The ICE Futures open-outcry December cotton contract shed 0.16 cent to finish at 60.42 cents per lb, moving from 59.99 to 61.25 cents. March cotton fell 0.20 cent to 63.51 cents. The rest declined from 0.19 to 0.45 cent.
ICE Futures electronic cotton market showed the December cotton contract down 0.12 cent to 60.46 cents at 2:30 pm EDT (1830 GMT). Mike Stevens, an analyst for brokers SFS Futures in Mandeville, Louisiana, said the initial sentiment amongst fibre contract players was that the December contract may need to probe the recent lows around 59.30 to 59.40 cents.
But put buying in the options ring forced speculators to cover in the futures pit to jack up values in the market, dealers said. "That was the main source of excitement for us. After that, we just treaded water for the rest of the day," one said, with fibre contracts winding up within a few points of unchanged. Stevens believes technical considerations meant the "path that needs to be explored" remains the downside and he feels cotton contracts would take that road in the days ahead.
The market would also wait for leads from the US Agriculture Department's monthly supply/demand report due out next week and take a look at the USDA's weekly export sales report tomorrow. Cotton brokers said they expect total US cotton sales to range from 200,000 to 350,000 running bales (RBs, 500-lbs each) and against last week's sales of 488,300 RBs.

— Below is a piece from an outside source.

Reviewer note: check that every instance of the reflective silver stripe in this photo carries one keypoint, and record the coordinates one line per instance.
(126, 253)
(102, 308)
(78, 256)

Open-outcry volume in the cotton market on Wednesday was at 4,984 lots and screen trade was at 13,460 lots. Open interest in the cotton market was at 205,996 lots as of September 5, up 990 lots from the previous session. Brokers Flanagan Trading Corp put resistance in the December open-outcry cotton contract at 60.50 and 61.30 cents, with support at 59.80 and 59.20 cents.